Wed Nov 5, 2014, 08:56 PM
Nov 2014

I wish he would do that...but, we don't know why his campaign was run so badly that he lost. Was he "pressured from outside" since he worked with Wyden about the release of those documents?

That's how it worked in the McCarthy era in America's not so distant pass.

This could put a clamp on Wyden's efforts to keep after Obama to release those reports. Obama wasn't asked about it in the Press Conference today. Understandable because it was all about the Election ....but, Obama keeps stalling on releasing this info.

grasswire

(50,130 posts)
4. a U.S. marine brigadier general speaks out
Wed Nov 5, 2014, 09:52 PM
Nov 2014

Last edited Wed Nov 5, 2014, 11:22 PM - Edit history (1)

quoted in the comments section of the article above, from the Baltimore Sun:



U.S. should release full torture report

By Leif H. Hendrickson

The U.S. cannot abide torture nor pardon those who commit it.

We now find ourselves (again) with an opportunity to do the right thing. Specifically, to uphold the principles and values of our Constitution and for our chief executive to hold true to his oath of office.
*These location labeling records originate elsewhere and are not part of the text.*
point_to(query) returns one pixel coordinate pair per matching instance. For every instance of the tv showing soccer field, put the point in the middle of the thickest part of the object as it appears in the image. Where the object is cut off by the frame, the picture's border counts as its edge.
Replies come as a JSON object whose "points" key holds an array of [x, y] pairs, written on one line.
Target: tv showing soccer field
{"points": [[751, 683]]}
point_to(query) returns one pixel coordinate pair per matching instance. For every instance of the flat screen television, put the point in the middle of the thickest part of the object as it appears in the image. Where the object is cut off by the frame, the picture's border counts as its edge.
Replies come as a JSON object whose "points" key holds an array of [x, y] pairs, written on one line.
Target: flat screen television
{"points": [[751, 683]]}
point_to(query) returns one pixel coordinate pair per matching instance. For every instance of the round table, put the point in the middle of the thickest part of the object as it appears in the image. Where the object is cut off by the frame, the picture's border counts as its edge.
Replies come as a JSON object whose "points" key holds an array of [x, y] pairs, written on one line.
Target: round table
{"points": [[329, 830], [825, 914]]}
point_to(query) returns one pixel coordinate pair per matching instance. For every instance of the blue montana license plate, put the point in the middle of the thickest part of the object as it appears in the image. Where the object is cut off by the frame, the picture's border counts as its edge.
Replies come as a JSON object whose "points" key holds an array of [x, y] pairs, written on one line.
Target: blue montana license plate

The Senate Intelligence Committee's report on U.S. torture addresses the executive branch's program(s) of interrogation and the behavior of those responsible for their execution. The executive branch, playing on America's fears of terrorism, continually assured the nation that programs were providing actionable results while asking for America's "trust" in their undisclosed methods in the name of national security. But it turns out that they were kibitzing with words and interpretations to allow (or justify) what are now known and confirmed as unethical, immoral practices — torture.
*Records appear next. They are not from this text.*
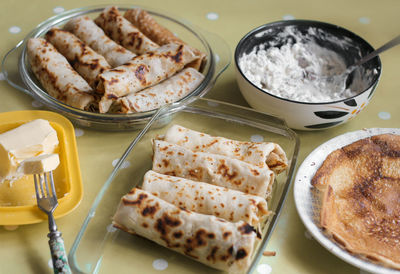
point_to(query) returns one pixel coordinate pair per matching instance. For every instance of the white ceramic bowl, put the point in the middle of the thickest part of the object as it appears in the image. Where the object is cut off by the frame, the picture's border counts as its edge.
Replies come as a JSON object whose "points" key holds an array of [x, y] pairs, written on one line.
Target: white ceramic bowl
{"points": [[303, 115]]}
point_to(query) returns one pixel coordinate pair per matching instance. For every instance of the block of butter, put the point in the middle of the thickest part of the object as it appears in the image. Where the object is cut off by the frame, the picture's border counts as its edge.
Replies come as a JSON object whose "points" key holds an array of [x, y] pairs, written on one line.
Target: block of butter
{"points": [[39, 164], [29, 140]]}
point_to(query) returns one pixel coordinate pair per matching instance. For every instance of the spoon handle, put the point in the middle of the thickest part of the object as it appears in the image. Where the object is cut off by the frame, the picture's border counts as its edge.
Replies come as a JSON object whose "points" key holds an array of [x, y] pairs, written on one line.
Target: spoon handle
{"points": [[394, 42]]}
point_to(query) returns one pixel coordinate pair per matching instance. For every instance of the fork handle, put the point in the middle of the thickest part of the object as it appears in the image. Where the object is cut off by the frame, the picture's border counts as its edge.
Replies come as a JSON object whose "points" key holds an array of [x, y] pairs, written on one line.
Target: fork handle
{"points": [[58, 254]]}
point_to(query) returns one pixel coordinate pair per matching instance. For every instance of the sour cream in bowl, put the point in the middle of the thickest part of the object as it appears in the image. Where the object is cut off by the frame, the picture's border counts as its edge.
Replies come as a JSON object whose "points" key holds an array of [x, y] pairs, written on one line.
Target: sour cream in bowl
{"points": [[287, 69]]}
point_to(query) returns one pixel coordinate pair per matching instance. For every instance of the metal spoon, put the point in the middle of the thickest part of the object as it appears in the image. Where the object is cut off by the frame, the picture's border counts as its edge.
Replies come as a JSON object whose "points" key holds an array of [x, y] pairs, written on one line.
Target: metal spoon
{"points": [[344, 76]]}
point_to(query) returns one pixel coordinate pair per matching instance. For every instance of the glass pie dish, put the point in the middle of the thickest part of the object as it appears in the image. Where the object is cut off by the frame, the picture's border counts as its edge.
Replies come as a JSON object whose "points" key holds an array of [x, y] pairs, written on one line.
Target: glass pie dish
{"points": [[99, 247], [18, 73]]}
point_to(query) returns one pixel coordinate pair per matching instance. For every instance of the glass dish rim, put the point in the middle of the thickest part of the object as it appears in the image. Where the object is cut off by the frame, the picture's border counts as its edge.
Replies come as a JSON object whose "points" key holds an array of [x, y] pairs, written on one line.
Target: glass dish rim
{"points": [[42, 96], [169, 110]]}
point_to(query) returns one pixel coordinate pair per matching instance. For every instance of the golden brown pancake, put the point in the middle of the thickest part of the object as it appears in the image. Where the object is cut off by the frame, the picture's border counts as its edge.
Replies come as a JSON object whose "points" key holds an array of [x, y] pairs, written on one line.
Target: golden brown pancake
{"points": [[361, 198]]}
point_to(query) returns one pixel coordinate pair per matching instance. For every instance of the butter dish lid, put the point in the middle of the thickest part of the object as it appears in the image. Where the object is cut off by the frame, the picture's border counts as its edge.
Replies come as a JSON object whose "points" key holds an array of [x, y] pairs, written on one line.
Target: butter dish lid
{"points": [[17, 199]]}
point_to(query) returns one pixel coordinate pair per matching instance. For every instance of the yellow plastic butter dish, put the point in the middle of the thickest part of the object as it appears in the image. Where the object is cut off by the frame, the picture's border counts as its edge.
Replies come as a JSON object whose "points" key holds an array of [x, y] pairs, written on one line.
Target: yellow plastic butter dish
{"points": [[17, 199]]}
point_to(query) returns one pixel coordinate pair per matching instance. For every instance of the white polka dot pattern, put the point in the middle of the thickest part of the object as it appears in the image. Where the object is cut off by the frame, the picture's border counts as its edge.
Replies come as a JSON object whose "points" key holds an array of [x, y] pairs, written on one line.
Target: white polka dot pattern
{"points": [[14, 29], [111, 228], [36, 104], [384, 115], [10, 227], [307, 235], [364, 20], [160, 264], [216, 56], [50, 264], [212, 16], [264, 269], [256, 138]]}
Asking for our trust is an organization of the executive branch that has been found to have destroyed information on their practices of torture, illegally removed equipment from the legislative branch and conducted illegal surveillance of the legislative branch. And now, again in the interest of national security, the executive branch is redacting the Senate's report and asking citizens to once again "trust them." The subject report will either exonerate those organizations and individuals responsible for torture or provide an instrument leading to their accountability. Additionally, it will provide truth to citizens about the value of information received from torture. It should be released in its entirety.

There is nothing that could be more damaging to the fabric of our nation and its principles than pardoning those responsible for the abhorrent acts of torture, regardless of political stature or position. As our chief executive has stated, "nobody is above the law." There is no justification for torture, or the authorization to commit the act. Terrorism is, indeed, cowardly and against every principle that our nation stands for. And, those committing terrorism should rightly be brought to justice and held accountable — but within the framework of our standing values and principles of jurisprudence.

Leif H. Hendrickson is a retired brigadier general in the United States Marine Corps.